National Book Critics Circle Award Nominee
A New York Times Notable Book
A Los Angeles Times Best Book
A San Francisco Chronicle Best Book
One of the distinguishing features of modern life is that it supplies countless opportunities for regarding (at a distance, through the medium of photography) horrors taking place throughout the world. Images of atrocities have become, via the little screens of the television and the computer, something of a commonplace. But are viewers inured—or incited—to violence by the depiction of cruelty? Is the viewer's perception of reality eroded by the daily barrage of such images? What does it mean to care about the sufferings of people in faraway zones of conflict?
Susan Sontag's now classic book On Photography defined the terms of this debate twenty-five years ago. Her new book is a profound rethinking of the intersection of "news," art, and understanding in the contemporary depiction of war and disaster. She makes a fresh appraisal of the arguments about how pictures can inspire dissent, foster violence, or create apathy, evoking a long history of the representation of the pain of others—from Goya's The Disasters of War to photographic documents of the American Civil War, lynchings of blacks in the South, the First World War, the Spanish Civil War, the Nazi death camps, and contemporary images from Bosnia, Sierra Leone, Rwanda, Israel, and Palestine, and New York City on September 11, 2001.

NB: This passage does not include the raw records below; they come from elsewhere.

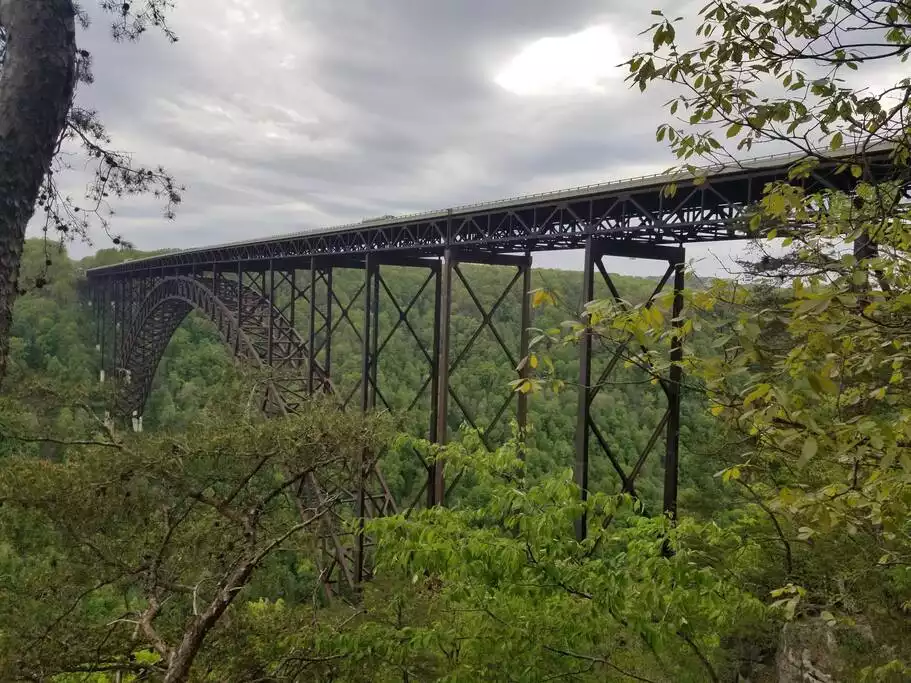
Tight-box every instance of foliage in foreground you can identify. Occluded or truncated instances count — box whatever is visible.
[0,406,386,681]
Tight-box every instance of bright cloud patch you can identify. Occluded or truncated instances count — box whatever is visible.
[495,26,623,95]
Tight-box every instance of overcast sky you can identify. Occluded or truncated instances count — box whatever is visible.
[39,0,760,274]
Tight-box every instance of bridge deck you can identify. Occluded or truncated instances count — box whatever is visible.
[88,149,890,278]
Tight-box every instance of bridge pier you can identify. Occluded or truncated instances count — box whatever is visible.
[574,236,686,541]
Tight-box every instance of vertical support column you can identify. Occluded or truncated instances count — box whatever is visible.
[95,280,109,384]
[323,266,335,389]
[574,236,595,541]
[234,261,244,355]
[307,258,318,396]
[429,248,453,505]
[263,259,275,368]
[354,254,379,585]
[664,259,684,519]
[112,280,123,382]
[288,266,298,330]
[427,268,443,508]
[516,253,532,446]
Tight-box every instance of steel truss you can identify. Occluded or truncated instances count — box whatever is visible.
[89,150,892,278]
[574,239,685,540]
[87,153,888,593]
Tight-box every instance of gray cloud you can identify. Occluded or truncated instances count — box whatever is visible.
[35,0,748,270]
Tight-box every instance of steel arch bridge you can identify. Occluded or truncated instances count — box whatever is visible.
[87,150,904,588]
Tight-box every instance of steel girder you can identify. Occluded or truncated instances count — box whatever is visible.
[88,151,890,279]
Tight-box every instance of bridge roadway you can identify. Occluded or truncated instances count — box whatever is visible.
[87,147,888,592]
[82,146,888,279]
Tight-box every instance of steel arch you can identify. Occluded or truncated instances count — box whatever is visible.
[116,275,310,417]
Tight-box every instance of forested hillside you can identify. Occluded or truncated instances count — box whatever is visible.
[3,240,722,509]
[0,0,911,683]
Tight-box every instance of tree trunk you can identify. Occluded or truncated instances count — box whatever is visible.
[0,0,76,380]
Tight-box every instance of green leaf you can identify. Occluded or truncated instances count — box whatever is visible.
[797,436,819,469]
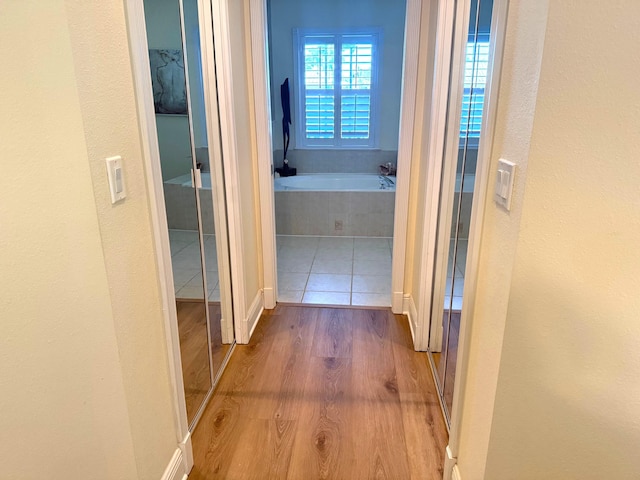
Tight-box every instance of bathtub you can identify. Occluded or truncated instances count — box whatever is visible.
[273,173,396,192]
[274,173,395,237]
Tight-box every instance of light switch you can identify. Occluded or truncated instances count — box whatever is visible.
[494,158,516,210]
[107,156,127,203]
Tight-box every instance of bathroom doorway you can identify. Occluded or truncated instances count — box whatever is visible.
[263,0,408,311]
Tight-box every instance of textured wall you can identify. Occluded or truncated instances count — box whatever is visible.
[486,0,640,480]
[0,0,139,480]
[66,0,177,478]
[458,0,548,480]
[458,0,640,480]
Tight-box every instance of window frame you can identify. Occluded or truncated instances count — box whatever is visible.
[293,27,382,150]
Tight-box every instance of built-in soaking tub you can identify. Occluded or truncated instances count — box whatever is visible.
[274,173,396,237]
[274,173,396,192]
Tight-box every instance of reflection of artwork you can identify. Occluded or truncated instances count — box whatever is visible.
[149,49,187,115]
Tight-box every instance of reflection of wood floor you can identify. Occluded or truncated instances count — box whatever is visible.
[176,300,230,422]
[432,311,460,415]
[189,305,447,480]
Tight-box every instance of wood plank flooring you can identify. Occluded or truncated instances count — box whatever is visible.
[189,305,447,480]
[176,300,231,422]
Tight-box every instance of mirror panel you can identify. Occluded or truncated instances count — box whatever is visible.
[144,0,234,429]
[430,0,493,421]
[182,0,233,377]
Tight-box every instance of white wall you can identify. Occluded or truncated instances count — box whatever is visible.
[269,0,406,150]
[458,0,640,480]
[404,1,438,306]
[0,1,177,479]
[227,0,263,321]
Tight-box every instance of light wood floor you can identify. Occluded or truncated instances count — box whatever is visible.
[176,299,231,422]
[189,306,447,480]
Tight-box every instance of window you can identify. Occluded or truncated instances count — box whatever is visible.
[460,35,489,145]
[296,30,379,148]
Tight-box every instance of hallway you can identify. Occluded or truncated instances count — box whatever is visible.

This is also a book about how war itself is waged (and understood) in our time, replete with vivid historical examples and a variety of arguments advanced from some unexpected literary sources. Plato, Leonardo da Vinci, Edmund Burke, Wordsworth, Baudelaire, and Virginia Woolf all figure in this passionate reflection in the modern understanding of violence and atrocity. It includes as well a stinging attack on the provincialism of media pundits who denigrate the reality of war, and a political understanding of conflict, with glib talk about a new, worldwide "society of spectacle." Just as On Photography challenged how we understand the very condition of being modern, Regarding the Pain of Others will alter our thinking not only about the uses and meaning of images, but about the nature of war, the limits of sympathy, and the obligations of conscience.